Last week, I had the opportunity to attend the Smarter Cities event hosted by IBM in Rio de Janeiro in Brazil. My first experience was a visit to Rio’s Operations Center, built by the city and IBM as part of the city’s urbanization strategy to integrate 30 different agencies that manage the city and citizen’s services. IBM has built the first stage of the operations center as an infrastructure platform with the information management capabilities available. Each city has the ability to integrate those capabilities around their specific requirements of process alignment and data integrity. By building this center for Rio, IBM is moving its previously fully customized delivery of the smart city framework into a platform and service solutions model.
The operations center is focused in its core to provide a comprehensive emergency response system, implement crime prevention, detect and handle utility outages and traffic issues, resulting in safety and revitalization of different sections of the city. What I saw was equivalent to Mission Control Center NASA, a large wall full of different control screens, with feeds from over 400 video cameras and other sensors, as well as a map, with infrastructure outages and remediation activities. Operators from the different agencies were monitoring the screens, and based on the different scenarios, applied the appropriate standard operating procedures that determine activities and processes between the different agencies. What was really amazing though was the fact that, at this point, none of the operators really worked with the full capability of the integrated processes and data flows that proactively share and consolidate information between the agencies. Still, the center worked like clockwork.

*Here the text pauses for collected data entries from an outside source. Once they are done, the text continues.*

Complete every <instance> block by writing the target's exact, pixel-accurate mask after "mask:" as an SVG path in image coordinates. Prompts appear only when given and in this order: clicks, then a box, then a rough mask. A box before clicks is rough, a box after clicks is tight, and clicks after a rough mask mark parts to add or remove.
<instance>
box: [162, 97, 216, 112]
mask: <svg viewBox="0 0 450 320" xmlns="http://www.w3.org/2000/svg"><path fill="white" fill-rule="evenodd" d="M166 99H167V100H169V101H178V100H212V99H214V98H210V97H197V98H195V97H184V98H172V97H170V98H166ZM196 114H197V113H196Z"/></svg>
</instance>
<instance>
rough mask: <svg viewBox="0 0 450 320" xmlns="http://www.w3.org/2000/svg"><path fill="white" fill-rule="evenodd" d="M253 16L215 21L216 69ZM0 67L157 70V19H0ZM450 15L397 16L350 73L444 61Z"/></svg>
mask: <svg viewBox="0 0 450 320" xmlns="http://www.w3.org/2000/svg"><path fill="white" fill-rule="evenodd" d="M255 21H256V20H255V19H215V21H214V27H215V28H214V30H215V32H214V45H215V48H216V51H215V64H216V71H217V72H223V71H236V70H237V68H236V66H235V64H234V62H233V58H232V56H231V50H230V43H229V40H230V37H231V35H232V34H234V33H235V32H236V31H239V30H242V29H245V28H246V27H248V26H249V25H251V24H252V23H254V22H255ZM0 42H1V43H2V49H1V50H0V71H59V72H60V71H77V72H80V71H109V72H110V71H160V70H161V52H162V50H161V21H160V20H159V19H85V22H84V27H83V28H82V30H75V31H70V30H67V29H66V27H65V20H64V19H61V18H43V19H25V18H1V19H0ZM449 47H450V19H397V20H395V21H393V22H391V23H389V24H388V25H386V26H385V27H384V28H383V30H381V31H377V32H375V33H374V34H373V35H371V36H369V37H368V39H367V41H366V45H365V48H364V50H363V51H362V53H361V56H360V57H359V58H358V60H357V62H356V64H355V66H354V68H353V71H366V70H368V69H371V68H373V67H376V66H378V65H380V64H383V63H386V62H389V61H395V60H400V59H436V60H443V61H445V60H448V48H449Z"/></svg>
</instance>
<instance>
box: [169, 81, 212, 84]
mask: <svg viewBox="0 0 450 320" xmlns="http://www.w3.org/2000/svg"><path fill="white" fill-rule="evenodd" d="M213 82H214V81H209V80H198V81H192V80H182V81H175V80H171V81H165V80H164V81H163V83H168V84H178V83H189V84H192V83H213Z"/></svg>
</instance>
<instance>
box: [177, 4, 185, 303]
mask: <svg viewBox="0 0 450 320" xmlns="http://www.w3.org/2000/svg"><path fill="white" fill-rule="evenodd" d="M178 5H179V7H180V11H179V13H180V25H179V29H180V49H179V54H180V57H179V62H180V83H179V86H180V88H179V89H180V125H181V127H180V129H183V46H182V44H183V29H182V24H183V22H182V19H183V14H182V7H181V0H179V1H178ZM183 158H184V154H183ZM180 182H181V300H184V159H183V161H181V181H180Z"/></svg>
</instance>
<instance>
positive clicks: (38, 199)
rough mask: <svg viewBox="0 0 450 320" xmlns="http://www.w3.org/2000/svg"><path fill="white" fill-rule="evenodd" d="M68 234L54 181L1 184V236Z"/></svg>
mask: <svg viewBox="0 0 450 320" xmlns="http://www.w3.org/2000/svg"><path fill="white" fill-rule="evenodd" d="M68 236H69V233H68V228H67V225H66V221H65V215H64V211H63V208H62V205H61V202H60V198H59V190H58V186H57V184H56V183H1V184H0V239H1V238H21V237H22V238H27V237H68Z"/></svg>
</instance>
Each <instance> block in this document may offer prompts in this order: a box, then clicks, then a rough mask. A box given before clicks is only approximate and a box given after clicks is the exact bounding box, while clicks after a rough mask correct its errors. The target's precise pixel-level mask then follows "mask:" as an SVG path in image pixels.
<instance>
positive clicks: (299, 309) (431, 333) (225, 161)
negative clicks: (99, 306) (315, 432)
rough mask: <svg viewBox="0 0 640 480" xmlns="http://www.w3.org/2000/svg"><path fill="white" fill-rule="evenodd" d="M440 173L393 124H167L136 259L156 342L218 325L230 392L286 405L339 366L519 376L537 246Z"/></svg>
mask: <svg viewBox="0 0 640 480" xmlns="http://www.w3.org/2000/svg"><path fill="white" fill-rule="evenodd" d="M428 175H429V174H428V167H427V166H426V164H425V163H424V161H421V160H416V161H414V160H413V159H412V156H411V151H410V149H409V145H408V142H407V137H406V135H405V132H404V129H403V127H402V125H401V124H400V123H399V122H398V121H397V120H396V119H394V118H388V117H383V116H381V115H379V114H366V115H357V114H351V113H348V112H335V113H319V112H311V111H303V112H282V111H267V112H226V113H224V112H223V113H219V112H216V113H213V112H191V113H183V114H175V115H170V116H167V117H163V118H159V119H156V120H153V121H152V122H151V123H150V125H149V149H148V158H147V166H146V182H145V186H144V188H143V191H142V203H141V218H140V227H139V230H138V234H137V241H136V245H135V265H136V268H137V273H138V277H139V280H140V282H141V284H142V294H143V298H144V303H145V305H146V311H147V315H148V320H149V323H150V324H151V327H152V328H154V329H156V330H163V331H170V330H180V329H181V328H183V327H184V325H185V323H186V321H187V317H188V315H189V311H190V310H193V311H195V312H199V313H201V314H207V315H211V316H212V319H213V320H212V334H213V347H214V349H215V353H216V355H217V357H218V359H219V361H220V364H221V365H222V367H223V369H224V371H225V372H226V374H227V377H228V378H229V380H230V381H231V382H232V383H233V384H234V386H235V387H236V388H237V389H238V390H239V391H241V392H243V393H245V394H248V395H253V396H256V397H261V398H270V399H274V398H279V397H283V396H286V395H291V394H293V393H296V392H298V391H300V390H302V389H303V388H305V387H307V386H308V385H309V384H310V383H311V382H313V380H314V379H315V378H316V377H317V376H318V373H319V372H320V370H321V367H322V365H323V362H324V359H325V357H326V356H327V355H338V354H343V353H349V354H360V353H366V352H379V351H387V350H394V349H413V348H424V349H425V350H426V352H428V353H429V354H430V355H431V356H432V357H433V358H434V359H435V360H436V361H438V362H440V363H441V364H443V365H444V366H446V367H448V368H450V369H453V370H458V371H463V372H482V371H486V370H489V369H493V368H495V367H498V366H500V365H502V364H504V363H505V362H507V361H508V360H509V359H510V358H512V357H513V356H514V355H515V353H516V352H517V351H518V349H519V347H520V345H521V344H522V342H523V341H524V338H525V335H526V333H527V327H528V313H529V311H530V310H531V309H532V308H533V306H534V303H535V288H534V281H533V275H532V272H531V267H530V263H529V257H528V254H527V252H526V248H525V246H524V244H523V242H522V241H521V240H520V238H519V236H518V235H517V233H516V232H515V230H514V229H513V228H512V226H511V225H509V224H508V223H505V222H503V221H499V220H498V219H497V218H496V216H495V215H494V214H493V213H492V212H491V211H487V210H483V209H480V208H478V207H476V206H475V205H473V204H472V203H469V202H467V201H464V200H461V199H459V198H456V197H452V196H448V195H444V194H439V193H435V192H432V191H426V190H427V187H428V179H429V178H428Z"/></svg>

After talking to the people and getting an understanding how the feeds of data and information from different databases and simulation schemes such as weather, topological changes and traffic are being analyzed, it was clear that the process of aligning and standardizing syntax and information logic across the agencies will not happen overnight. The operations center has been working for more than 10 months now, and the ability to have all of those subsystems under one roof and collaboratively working on traffic jams, electricity outages, weather challenges, etc., actually becomes an A+ success factor in Rio’s urban city operations. Bringing agencies under one roof and develop standard operations procedures sounds initially so trivial but represents a real game changer for many cities, considering that different public and private entities have always worked with different premises in their “day to day” activities or in their crisis resolutions. For Rio, the cooperation model has enabled the city to deal with their worst case scenario: heavy rainfalls that will threaten Favellas with mudslides. The center has now the ability to warn residents, through text messages and sirens, of the pending dangers and evacuations can be ordered almost immediately. Fixing electricity and street light outages is improving crime rate statistics in a decreasingly way.
Even though the data cannot be integrated through all the systems, as every system takes time to identify a common syntax in all of the information, the action items that are triggered through the information displayed on the large monitor screens are. So the ”man pool” in the center provides the human interface to all the different organizations. Bringing change and the opportunity through knowledge and information about the city is being brought very close to the citizens as well. Through social media, websites and a single public service phone number, touchpoints to city administration, utilities and transport moves closer to the citizens of Rio. They can partake in the transformation of their city by determining through different city application inclusion programs and competitions …what they expect from the new and more sustainable city! With the Soccer World Cup and Olympic Games approaching, this represents a great opportunity to leverage their ideas and get support for public investments and change management. The city is already successfully demonstrating the “usefulness” of its spending in the operations center on a daily basis. All the reporters and the news media broadcast live from the center, and can provide “up to the minute” weather and traffic information, school and special event information, anticipated outages and so on. The citizens see exactly what the mayor sees, giving the people the feeling that they are an equal partner in making the city a “smarter” environment.